Tuesday, June 7, 2011

Dig, Verify, Then Verify the Verification

What a yo-yo ride the past fifteen hours has been, riding the waves of uncertainty as I have waded through bureaucratic gobbledygook, tech-speak, and incomplete information regarding health insurance coverage and choices.  I do not understand why the health insurance industry finds it necessary and standard to obfuscate and complicate literature and information.  Web sites are often difficult to navigate and, most definitely, not user-friendly.  Waits of an indeterminate length to speak to a representative are "usual and customary"......that is, if you can ever get to the prompt that takes you to a human.  All of this angst because the state, in its infinite wisdom, deemed carrier and coverage change is necessary.
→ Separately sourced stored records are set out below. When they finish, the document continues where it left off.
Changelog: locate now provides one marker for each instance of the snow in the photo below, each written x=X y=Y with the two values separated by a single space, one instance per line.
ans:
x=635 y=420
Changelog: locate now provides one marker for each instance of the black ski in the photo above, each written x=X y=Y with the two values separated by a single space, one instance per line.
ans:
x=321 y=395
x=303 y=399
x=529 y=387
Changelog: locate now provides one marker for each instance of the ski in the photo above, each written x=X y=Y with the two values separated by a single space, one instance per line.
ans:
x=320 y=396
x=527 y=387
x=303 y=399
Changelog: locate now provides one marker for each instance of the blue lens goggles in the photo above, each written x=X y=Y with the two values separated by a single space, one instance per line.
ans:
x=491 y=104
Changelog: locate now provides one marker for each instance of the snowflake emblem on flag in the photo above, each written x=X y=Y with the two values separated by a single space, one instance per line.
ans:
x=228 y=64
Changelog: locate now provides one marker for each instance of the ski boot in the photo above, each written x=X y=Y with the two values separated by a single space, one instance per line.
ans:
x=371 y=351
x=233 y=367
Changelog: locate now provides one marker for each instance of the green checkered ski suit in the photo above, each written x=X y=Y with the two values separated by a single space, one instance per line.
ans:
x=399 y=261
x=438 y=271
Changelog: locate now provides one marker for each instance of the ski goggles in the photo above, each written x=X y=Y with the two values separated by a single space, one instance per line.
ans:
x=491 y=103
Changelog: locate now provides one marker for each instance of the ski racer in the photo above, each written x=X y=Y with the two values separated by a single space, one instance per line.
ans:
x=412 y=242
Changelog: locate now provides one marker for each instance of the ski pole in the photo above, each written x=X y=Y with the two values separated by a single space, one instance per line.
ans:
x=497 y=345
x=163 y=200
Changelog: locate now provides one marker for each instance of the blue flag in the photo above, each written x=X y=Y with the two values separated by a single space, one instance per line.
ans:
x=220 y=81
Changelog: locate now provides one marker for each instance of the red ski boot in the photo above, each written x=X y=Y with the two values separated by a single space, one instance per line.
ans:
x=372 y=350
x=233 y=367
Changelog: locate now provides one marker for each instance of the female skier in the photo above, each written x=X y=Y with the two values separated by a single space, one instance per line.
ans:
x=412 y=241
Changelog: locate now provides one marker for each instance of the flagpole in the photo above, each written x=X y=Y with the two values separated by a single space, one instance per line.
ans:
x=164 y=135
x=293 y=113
Mind you, the state doesn't make it easy, nor obvious, to discover that an insured person has to make a change.  Perhaps that is the game nature of the "dance".  Make the peons work for their coverage.  Keep them guessing and on their toes.  Uninformed people are powerless people.  Is that the way our state thinks the budget deficit can be erased......by forcing an alternative insurance plan on hapless individuals who, by default, will have to select a plan that - oh by the way, costs about two-and-one-half times the current plan you are in....and - oh by the way - your current plan has been discontinued.
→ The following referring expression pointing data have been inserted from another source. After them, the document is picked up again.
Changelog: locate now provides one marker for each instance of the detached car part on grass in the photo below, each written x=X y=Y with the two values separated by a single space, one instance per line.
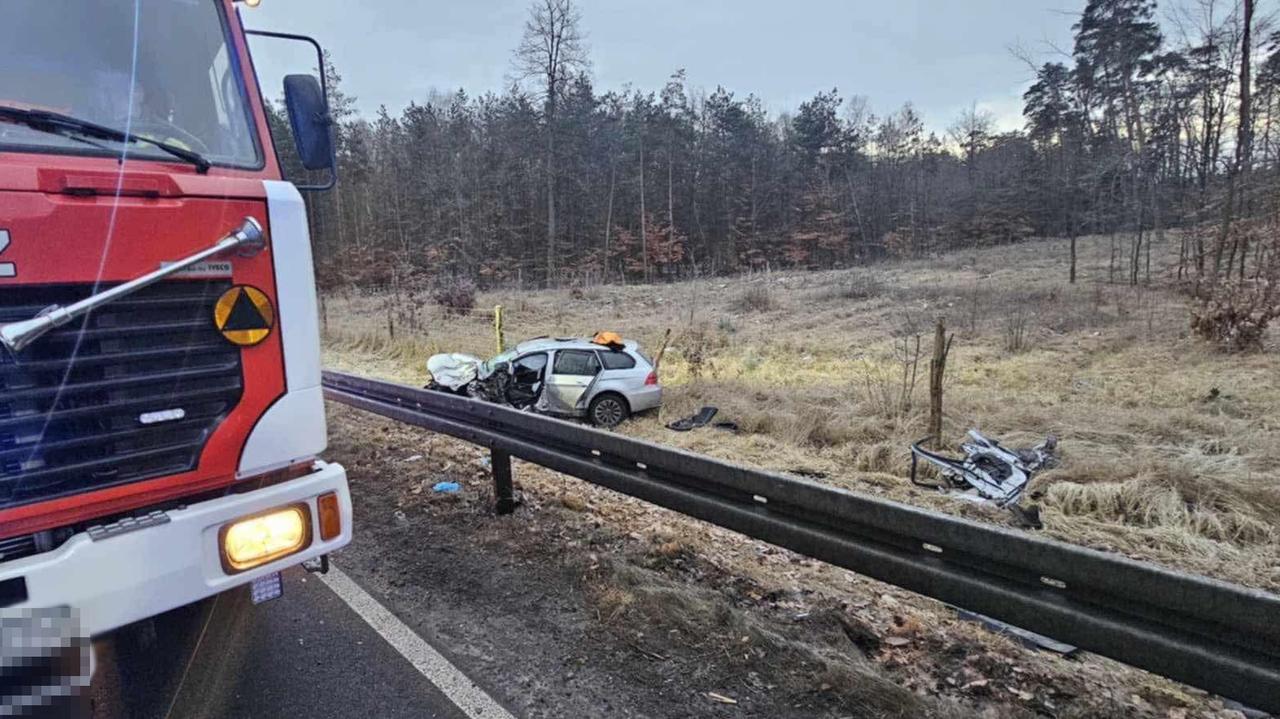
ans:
x=988 y=471
x=600 y=381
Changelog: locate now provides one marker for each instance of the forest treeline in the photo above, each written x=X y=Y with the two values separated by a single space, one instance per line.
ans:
x=1132 y=131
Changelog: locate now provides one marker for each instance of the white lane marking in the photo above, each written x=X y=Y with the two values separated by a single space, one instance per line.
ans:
x=432 y=664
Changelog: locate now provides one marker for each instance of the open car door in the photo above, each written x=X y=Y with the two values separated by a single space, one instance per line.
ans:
x=572 y=375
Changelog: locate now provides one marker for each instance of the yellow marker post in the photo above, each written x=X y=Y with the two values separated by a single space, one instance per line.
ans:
x=497 y=328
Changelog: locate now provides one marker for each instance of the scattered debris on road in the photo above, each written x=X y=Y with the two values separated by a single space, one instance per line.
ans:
x=700 y=420
x=1022 y=636
x=721 y=697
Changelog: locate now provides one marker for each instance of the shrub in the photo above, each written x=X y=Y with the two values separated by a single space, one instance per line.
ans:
x=1234 y=315
x=757 y=298
x=457 y=296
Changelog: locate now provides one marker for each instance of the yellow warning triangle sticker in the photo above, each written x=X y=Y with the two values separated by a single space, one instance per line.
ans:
x=243 y=315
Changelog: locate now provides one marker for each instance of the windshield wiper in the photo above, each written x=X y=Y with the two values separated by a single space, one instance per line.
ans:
x=62 y=124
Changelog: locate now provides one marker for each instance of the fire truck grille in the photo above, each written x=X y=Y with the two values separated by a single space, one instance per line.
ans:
x=128 y=393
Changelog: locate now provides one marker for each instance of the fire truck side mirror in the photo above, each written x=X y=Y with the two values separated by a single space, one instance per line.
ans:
x=309 y=118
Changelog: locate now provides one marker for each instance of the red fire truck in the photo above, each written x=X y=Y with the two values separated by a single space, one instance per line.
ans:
x=160 y=406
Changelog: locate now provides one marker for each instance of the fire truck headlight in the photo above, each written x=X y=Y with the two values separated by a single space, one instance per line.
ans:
x=265 y=537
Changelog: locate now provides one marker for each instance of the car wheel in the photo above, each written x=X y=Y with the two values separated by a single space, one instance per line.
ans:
x=608 y=411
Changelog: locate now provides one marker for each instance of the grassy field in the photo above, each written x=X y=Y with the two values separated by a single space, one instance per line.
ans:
x=1170 y=449
x=1169 y=453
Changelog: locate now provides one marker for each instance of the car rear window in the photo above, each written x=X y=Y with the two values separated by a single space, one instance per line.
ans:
x=617 y=361
x=576 y=362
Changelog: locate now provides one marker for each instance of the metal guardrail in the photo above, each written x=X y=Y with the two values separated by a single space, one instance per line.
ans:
x=1217 y=636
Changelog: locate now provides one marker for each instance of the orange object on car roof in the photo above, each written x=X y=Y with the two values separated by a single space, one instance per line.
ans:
x=613 y=340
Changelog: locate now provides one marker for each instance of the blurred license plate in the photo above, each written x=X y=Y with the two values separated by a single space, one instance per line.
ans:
x=265 y=589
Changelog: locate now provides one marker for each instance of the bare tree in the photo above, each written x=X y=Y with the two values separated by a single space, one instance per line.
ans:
x=552 y=50
x=972 y=132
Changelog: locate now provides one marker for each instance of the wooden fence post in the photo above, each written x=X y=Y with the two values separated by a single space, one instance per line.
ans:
x=937 y=369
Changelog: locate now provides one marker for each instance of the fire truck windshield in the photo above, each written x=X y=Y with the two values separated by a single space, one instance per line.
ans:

The yo-yo part of this posting comes in the form of a last-minute-information-reprieve gleaned from an off-the-cuff remark made by a health-care-provider representative who encouraged me to make yet another phone call.  I took his suggestion and benefited greatly, all after nearly two total hours of being "on hold". 

I guess the moral of my story is to dig, dig, dig for information.  After you've dug, then you must verify, verify, verify, after which it is a good idea to verify the verification.  After all, a lot is riding on your discovery.